Пробегал, проходил, проплывал на эскалаторе, скользнув взглядом и мысленно отметив: ага… Ну и ладно, ну и что успеешь сказать, если вообще будет, что сказать, потому что и раньше-то перемолвились разве что одним-двумя словами.
Все-таки терзало: кто же? А вдруг действительно
А так вынашивала замкнуто что-то в себе, тревожное, словно какую-то проблему решала.
Они недолго встречались, затягивало ее в сумрачность, может, незаметно для самой. Замыкалась и молчала, а ему что оставалось? Только ждать, когда вдруг займется рассвет, когда сквозь тучи сверкнет солнечный луч. У моря погоды. «Ни с кем мне не было так спокойно…» Приятно, но как-то слишком многозначительно, а главное, обязывающе. Спокойно – это как? Про нее (да и себя) так бы не сказал. Сумрачность тревожила. Червячок глодал где-то в самом нутре: все ли в порядке?
Не было ощущения полноты присутствия. Ее присутствия. Где-то обрывалось, погружалось во тьму. Не находилось каких-то слов, приоткрывающих, высвечивающих. И что за проблема ее допекала – с ним ли связанная (вот решит, и тогда! А что тогда?), с жизнью ли вообще?..
И пресеклось все внезапно, с какой-то странной недоговоренностью – он закрутился, не позвонил (почему?), она не позвонила…
Отчего-то уверенность, что зовут именно тебя, а никого другого. Не понять, почему тогда не остановиться, не приблизиться. Окликать, а потом исчезать. Дурацкая игра в прятки – не дети же! Поток людей, правда, действительно большой – что ни говори, а час пик, толпа несет, толкает, не дает свернуть, настойчиво и упрямо влечет в одном направлении. Если уж попал, изволь двигаться вместе со всеми. Однако ж можно, если захотеть. Остановиться, упираясь ногами, плечом раздвигая поток, своевольно двинуться в противоположном направлении. Дождаться, когда двери сомкнутся, и набитый битком поезд, предупреждающе рявкнув сиреной, скрежеща колесами, заполнит на минуту голубым телом мглу тоннеля.
Минчевский здесь совсем уж был невероятен – и прежде-то почти не выходил из дома, когда он бывал у них с Олимпиадой Владимировной на Ордынке. Самое большее, что мог, это передвигаться (и то с трудом – лицо багровело от напряжения), по их небольшой двухкомнатной квартирке. Из своей девятиметровой комнатки в кухню или туалет, и все. Иногда даже с помощью Олимпиады, подставлявшей под большое мосластое тело худенькое острое плечо. Суставы ныли, ноги отказывали. Все болячки, что скопились за жизнь, особенно за годы на Севере, вылезли и начали изъязвляться. Собственно, так и познакомились – Минчевскому стало плохо в церкви во время литургии (душно было, и он, случайно оказавшись возле, вместе с худенькой, но очень прямоспинной женщиной (не старой) помог ему выбраться (тело тяжеленное), а потом, когда тот чуть-чуть пришел в себя, отдышался, поймать машину и отвезти домой.

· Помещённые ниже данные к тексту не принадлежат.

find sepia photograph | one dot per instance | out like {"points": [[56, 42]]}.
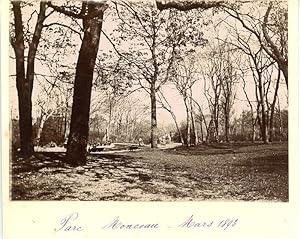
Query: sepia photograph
{"points": [[160, 100]]}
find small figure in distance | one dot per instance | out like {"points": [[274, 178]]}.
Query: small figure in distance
{"points": [[140, 141]]}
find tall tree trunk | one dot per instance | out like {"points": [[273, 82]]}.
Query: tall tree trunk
{"points": [[188, 124], [176, 125], [40, 129], [153, 117], [196, 140], [227, 126], [79, 129], [271, 133], [25, 83]]}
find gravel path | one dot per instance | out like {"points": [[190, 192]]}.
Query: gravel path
{"points": [[255, 172]]}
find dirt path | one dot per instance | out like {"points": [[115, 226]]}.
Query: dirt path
{"points": [[242, 173]]}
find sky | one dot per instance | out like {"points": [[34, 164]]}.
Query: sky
{"points": [[170, 92]]}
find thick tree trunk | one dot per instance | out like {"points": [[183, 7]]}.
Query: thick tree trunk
{"points": [[153, 118], [25, 83], [79, 129]]}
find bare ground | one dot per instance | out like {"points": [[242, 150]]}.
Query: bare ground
{"points": [[215, 172]]}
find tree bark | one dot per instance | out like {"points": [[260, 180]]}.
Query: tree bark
{"points": [[188, 124], [25, 82], [271, 133], [153, 117], [79, 129]]}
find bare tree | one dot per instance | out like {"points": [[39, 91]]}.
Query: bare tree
{"points": [[166, 105], [25, 78], [91, 14]]}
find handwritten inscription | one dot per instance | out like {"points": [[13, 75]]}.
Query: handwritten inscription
{"points": [[68, 224], [116, 223], [223, 224]]}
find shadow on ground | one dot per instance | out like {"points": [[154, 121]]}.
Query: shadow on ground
{"points": [[215, 172]]}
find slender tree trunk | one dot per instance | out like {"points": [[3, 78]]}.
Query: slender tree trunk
{"points": [[79, 129], [193, 120], [264, 123], [40, 129], [227, 126], [25, 83], [188, 124], [177, 127], [153, 117], [280, 121], [271, 134]]}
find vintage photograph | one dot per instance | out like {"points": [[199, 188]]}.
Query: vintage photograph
{"points": [[161, 100]]}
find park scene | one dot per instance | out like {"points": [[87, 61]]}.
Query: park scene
{"points": [[161, 100]]}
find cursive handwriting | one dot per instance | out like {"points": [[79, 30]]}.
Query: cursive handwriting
{"points": [[190, 223], [67, 223], [116, 223]]}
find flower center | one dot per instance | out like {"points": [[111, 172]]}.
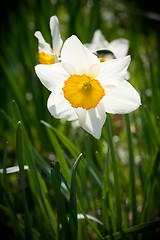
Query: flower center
{"points": [[83, 91], [44, 58]]}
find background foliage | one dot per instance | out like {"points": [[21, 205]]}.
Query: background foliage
{"points": [[118, 187]]}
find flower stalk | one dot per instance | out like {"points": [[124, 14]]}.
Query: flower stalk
{"points": [[115, 175]]}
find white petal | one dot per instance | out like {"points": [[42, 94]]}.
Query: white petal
{"points": [[52, 76], [60, 108], [122, 99], [69, 68], [43, 45], [91, 46], [113, 72], [56, 37], [94, 69], [119, 47], [92, 120], [76, 54]]}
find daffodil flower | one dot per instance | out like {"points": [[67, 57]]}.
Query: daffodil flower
{"points": [[48, 55], [84, 89], [105, 50]]}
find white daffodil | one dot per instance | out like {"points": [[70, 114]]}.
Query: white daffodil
{"points": [[84, 89], [104, 49], [48, 55]]}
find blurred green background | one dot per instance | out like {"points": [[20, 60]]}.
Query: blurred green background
{"points": [[137, 21]]}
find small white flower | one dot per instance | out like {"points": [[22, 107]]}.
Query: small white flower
{"points": [[118, 47], [48, 55], [84, 89]]}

Поразило лицо Минчевского – все из углов и теней, морщинами изрезанное, словно с картины Эль Греко. Величественное. А улыбка – застенчиво-жалкая, извиняющаяся: дескать, вот учудил… Сразу не отпустили. Минчевский, проглотив кучу таблеток, отлеживался на казавшемся маленьким под его грузным телом диване, занимавшем большую часть комнаты (остальное пространство – стеллажи с книгами, много книг), а Олимпиада хлопотала на кухне, собирала на стол.